LO SPRINT FINALE

 LA TOMBA DI PASQUALINO CANZII

L'aspetto esteriore di Pasqualino, secondo molti testimoni, rispecchia la bellezza della sua anima. È un bel ragazzo, piuttosto alto, biondo, il viso pieno, la fronte alta e spaziosa, occhi vivissimi, portamento nobile e modesto allo stesso tempo. A quindici anni ci si prepara a gustare in pienezza tutta la vita. Anche Pasqualino ha tutta le vita davanti e sogna il giorno in cui sarà sacerdote e potrà proclamare a tutti l'amore di Dio. Ma troppo tardi si accorge il suo corpo è minato dalla terribile tubercolosi. Nel gennaio 1930 la malattia esplode in tutta la sua brutalità. Quando capisce che ci sono poche speranze, Pasqualino, come il suo santo protettore San Gabriele, non perde la sua giovialità e accetta il disegno di Dio, anzi accelera in uno sprint finale verso la santità. Il pensiero della morte, anziché turbarlo, lo allieta, perché sa di essere vicino al traguardo.

Nelle ultime lettere ai suoi cari fa balenare il presagio della fine: "I giorni passano velocemente; chi sa che la morte non sia vicina? Andiamole incontro con intrepidezza; riceviamola come principio di una vita più bella: Iddio ci aiuterà con la sua infinita carità". Molti anni prima ha promesso di portare scolpite nel cuore le parole di Santa Teresa "Prima patire e poi morire". La quotidiana meditazione sulla passione e morte di Gesù ha forgiato bene l'animo di questo ragazzino, che non barcolla di fronte alla sofferenza e alla sicura morte. Ricorda bene quello che ha scritto qualche anno prima: "Per amore di Gesù appassionato sopporterò qualunque pena; sarò modesto, umile, rassegnato; e farò tutto con grande fiducia nell'aiuto potente ed assoluto del Cielo".

Nella malattia il giovane seminarista ripete spesso: "È troppo poco, mio Dio! Oh! Quanto vorrei soffrire …; ma ti offro queste piccole pene in espiazione dei miei peccati!". La malattia intanto si aggrava, la febbre lo consuma ogni giorno di più. Alla mamma e alla nonna, che lo assistono amorevolmente negli ultimi giorni, dice: "Si avvicina l'ora beata: sono felice! Iddio mi chiama. Tu mamma mia, non piangere: è necessario che io parta da questo mondo; insieme, facciamo al Signore un'umile offerta della mia vita e del tuo fervido amore materno.
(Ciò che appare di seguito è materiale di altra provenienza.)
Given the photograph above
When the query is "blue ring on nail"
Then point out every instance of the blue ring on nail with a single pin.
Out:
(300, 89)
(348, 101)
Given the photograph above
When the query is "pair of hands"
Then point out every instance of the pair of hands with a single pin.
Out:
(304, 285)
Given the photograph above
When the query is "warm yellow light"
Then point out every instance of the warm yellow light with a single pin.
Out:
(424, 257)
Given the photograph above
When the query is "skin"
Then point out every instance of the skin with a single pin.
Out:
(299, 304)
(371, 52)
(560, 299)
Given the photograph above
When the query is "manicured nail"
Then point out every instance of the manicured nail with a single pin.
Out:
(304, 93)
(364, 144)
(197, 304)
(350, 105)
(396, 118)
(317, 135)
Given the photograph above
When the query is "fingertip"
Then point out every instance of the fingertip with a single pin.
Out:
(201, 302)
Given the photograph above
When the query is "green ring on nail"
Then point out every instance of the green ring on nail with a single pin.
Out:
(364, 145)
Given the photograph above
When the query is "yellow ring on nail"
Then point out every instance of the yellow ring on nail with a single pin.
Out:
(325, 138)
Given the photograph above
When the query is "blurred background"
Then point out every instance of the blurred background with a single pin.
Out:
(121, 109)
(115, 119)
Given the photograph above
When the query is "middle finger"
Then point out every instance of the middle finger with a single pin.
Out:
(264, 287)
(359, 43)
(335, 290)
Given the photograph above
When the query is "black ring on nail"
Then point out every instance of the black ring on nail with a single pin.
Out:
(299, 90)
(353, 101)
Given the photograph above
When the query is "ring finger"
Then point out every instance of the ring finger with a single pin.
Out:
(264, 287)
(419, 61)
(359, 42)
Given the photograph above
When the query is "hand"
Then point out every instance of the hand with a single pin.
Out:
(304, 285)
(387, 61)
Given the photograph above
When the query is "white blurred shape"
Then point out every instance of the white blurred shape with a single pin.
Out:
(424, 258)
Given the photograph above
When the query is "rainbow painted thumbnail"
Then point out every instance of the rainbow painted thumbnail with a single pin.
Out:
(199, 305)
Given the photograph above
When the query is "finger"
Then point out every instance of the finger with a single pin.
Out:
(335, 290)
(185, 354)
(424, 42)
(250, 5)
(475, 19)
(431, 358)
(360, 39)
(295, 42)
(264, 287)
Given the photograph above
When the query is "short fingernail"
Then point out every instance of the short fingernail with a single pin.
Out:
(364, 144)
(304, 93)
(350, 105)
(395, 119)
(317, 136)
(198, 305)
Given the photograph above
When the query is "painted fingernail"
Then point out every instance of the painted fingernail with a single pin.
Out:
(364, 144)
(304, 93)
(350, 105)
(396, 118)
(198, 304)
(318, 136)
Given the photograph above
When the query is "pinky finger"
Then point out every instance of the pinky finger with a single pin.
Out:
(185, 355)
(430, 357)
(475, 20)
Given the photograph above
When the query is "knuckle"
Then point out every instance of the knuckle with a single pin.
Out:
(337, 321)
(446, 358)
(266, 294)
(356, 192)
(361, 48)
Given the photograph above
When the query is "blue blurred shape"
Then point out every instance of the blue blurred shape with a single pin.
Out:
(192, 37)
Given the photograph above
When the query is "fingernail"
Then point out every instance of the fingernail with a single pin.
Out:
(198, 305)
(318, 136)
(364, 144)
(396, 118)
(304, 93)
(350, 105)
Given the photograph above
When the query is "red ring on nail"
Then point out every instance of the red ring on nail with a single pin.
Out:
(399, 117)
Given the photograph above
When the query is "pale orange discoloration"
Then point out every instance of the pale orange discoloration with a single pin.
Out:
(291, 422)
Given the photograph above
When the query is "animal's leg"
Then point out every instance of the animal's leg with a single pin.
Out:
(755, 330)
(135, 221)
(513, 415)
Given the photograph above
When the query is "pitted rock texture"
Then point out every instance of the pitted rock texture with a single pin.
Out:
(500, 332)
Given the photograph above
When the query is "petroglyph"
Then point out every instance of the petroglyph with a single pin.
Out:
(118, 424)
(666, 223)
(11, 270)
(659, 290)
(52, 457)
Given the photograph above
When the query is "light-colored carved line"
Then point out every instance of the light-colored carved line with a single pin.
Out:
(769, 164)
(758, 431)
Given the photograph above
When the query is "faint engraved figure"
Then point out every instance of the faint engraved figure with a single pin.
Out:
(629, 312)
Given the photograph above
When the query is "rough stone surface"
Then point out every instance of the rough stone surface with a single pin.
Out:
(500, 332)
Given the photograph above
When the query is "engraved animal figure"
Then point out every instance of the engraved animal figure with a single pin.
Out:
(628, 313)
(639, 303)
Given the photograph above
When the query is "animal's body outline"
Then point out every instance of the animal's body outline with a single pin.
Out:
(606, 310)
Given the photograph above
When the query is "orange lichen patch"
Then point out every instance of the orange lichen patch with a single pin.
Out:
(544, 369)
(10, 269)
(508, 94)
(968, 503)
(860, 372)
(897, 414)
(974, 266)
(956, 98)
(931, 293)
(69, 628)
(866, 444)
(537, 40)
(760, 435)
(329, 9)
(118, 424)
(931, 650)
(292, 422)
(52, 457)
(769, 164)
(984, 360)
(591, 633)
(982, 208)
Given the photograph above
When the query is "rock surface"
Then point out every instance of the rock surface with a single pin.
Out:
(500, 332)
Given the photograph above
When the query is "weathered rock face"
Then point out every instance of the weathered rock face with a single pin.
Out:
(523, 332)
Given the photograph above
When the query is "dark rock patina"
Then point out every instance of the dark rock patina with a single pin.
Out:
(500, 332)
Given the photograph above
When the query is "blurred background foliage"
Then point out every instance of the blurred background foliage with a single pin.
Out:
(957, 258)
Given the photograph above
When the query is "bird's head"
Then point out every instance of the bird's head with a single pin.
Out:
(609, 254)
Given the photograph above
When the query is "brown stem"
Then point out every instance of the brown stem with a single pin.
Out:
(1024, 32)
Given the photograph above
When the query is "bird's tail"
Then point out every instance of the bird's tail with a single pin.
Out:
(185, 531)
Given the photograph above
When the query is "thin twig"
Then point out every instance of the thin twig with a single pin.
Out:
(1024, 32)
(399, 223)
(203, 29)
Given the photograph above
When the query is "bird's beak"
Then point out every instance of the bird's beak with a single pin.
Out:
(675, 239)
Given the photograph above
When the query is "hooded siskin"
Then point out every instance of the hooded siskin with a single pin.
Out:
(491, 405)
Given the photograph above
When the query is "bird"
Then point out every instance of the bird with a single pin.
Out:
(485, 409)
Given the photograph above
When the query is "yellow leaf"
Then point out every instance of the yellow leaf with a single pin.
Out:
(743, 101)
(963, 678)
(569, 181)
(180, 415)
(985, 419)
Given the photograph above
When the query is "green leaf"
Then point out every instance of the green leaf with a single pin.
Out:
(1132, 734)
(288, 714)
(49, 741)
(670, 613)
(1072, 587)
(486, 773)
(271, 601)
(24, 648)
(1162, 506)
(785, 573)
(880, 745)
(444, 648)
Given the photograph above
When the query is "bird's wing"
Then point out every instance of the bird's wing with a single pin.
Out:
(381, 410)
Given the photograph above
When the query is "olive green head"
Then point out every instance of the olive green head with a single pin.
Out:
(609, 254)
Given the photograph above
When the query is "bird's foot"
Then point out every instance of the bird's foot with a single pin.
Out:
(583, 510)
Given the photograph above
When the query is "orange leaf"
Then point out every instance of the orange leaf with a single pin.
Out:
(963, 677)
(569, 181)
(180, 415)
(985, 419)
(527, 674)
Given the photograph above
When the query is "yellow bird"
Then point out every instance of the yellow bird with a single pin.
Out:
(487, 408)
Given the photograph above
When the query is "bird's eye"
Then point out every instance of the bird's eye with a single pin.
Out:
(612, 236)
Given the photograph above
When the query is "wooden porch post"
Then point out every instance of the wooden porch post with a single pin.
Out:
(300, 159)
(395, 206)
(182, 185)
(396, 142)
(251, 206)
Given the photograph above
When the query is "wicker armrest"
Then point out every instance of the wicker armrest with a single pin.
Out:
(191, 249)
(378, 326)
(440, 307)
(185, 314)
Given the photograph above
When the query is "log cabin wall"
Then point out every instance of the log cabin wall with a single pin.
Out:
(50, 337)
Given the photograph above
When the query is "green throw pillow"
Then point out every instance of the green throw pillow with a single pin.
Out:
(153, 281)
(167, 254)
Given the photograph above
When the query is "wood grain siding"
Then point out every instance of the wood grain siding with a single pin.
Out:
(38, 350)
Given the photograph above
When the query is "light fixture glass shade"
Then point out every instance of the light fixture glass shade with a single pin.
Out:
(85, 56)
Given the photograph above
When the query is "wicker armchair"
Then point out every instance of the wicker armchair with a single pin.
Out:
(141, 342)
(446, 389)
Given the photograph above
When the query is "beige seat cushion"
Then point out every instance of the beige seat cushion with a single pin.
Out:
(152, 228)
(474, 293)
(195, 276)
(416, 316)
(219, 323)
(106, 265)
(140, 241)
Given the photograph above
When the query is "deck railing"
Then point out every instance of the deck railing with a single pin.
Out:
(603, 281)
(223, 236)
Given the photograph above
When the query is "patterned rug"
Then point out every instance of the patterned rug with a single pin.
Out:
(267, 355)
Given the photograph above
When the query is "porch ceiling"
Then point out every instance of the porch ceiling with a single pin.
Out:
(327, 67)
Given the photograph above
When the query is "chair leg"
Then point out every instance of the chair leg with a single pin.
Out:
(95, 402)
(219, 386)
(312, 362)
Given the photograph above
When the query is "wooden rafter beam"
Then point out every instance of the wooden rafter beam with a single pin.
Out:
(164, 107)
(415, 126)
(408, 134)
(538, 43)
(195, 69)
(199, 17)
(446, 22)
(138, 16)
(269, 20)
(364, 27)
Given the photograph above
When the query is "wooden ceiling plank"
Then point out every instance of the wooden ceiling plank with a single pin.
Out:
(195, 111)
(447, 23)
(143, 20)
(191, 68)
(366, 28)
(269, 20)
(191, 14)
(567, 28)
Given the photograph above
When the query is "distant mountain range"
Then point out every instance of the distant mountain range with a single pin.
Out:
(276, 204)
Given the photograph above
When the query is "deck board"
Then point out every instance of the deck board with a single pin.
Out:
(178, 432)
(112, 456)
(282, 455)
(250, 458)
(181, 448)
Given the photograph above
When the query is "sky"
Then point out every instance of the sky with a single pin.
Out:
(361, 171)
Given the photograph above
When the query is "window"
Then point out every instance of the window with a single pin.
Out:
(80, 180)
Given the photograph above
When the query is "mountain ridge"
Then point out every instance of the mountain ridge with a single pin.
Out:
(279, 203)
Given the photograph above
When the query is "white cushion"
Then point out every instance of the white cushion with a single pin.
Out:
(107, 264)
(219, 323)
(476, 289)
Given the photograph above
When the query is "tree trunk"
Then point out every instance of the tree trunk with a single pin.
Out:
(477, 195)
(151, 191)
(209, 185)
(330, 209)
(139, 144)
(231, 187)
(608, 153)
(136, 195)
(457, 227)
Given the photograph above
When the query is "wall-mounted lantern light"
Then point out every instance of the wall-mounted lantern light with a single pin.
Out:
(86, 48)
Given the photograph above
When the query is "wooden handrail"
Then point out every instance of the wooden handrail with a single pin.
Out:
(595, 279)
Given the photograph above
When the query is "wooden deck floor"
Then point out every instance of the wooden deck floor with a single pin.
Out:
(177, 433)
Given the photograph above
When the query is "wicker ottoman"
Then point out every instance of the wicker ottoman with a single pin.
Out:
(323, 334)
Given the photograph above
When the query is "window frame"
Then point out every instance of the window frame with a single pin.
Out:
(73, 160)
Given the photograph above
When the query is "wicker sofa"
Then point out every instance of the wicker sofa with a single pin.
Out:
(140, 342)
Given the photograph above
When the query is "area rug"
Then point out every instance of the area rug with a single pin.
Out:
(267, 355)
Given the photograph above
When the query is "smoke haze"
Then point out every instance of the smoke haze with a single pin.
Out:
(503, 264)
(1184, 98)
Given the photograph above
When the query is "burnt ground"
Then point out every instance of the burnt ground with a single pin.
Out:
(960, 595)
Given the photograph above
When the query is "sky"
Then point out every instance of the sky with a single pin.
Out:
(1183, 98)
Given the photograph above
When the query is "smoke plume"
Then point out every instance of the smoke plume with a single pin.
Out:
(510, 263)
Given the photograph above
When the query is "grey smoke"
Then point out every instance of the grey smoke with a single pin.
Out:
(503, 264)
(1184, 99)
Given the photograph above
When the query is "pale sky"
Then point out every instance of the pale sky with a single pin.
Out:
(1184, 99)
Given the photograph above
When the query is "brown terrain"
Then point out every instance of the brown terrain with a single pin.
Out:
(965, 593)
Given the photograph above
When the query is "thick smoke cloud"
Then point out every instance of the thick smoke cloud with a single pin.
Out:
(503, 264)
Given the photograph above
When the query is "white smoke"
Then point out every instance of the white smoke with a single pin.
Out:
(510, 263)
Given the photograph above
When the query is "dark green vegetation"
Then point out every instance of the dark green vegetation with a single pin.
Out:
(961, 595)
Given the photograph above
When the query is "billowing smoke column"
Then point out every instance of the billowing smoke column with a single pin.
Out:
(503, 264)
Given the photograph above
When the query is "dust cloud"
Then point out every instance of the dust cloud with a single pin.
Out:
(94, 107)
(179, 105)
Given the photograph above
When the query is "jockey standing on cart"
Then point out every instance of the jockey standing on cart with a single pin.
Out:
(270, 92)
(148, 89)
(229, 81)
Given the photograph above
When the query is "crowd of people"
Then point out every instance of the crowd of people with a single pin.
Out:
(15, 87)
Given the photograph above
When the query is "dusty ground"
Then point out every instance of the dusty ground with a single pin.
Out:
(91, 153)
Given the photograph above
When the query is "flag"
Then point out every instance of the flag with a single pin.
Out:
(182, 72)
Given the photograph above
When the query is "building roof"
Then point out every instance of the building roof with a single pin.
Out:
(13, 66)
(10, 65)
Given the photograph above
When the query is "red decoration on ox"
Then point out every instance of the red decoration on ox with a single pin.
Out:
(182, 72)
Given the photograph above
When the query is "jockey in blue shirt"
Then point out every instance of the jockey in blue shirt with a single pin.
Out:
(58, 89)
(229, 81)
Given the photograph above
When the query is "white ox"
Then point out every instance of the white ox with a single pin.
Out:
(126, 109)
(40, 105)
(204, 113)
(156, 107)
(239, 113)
Un giorno, lassù, io pregherò per te, per la nonna, per il babbo, per il fratellino, per tutti". "Sì, riesce a balbettare mamma Semira, per amore di Dio benedetto, sia fatta la sua adorabilissima volontà".

Pasqualino è ormai alla fine. Gli vengono dati gli ultimi sacramenti. Riesce solo a esclamare: "Gesù, Mio Dio, spandete ancora sul vostro figlio redento un raggio della Vostra Augustissima Grazia, e io sarò tutto vostro, sarò santo". Io suo fisico sofferente è ormai allo stremo, ma non perde mai la serenità e il sorriso. Il suo viso diventa sempre più luminoso, gli occhi fissi sul tanto amato crocifisso, che stringe al petto mormorando di tanto in tanto: "Gesù, vengo …".

Muore nel seminario di Penne il pomeriggio di venerdì 24 gennaio 1930, dopo pochi giorni di malattia, mentre fuori il campanone del Duomo ricorda l'ora della morte di Cristo. La notizia della morte di Pasqualino fa il giro della città di Penne in un baleno. Tutti sono convinti che e ripetono all'unisono che "è morto un santo".

Nel ricomporre la salma vengono trovate due lettere scritte alcuni giorni prima della sua malattia a Gesù e alla Madonna. Quella indirizzata a Gesù, del 19 gennaio, ripete ancora una volta il leit-motiv della sua vita, il desiderio di farsi santo, pru nella consapevolezza di essere un peccatore: "Io voglio farmi santo, presto santo, grande santo. Perdonatemi se sempre ve l'ho promesso di farmici e non ho fatto mai niente … Signore, Padre Mio, dimenticate i miei peccati, ridonatemi la vostra amicizia, ricevetemi ancora per Vostro Figliolo, beneditemi perché io voglio farmi santo. Oh! Amor mio, i giorni passano ed io sono sempre fermo, non sia più così, santo a ogni costo vuol farsi il misero, il più cattivo Vostro figliolo".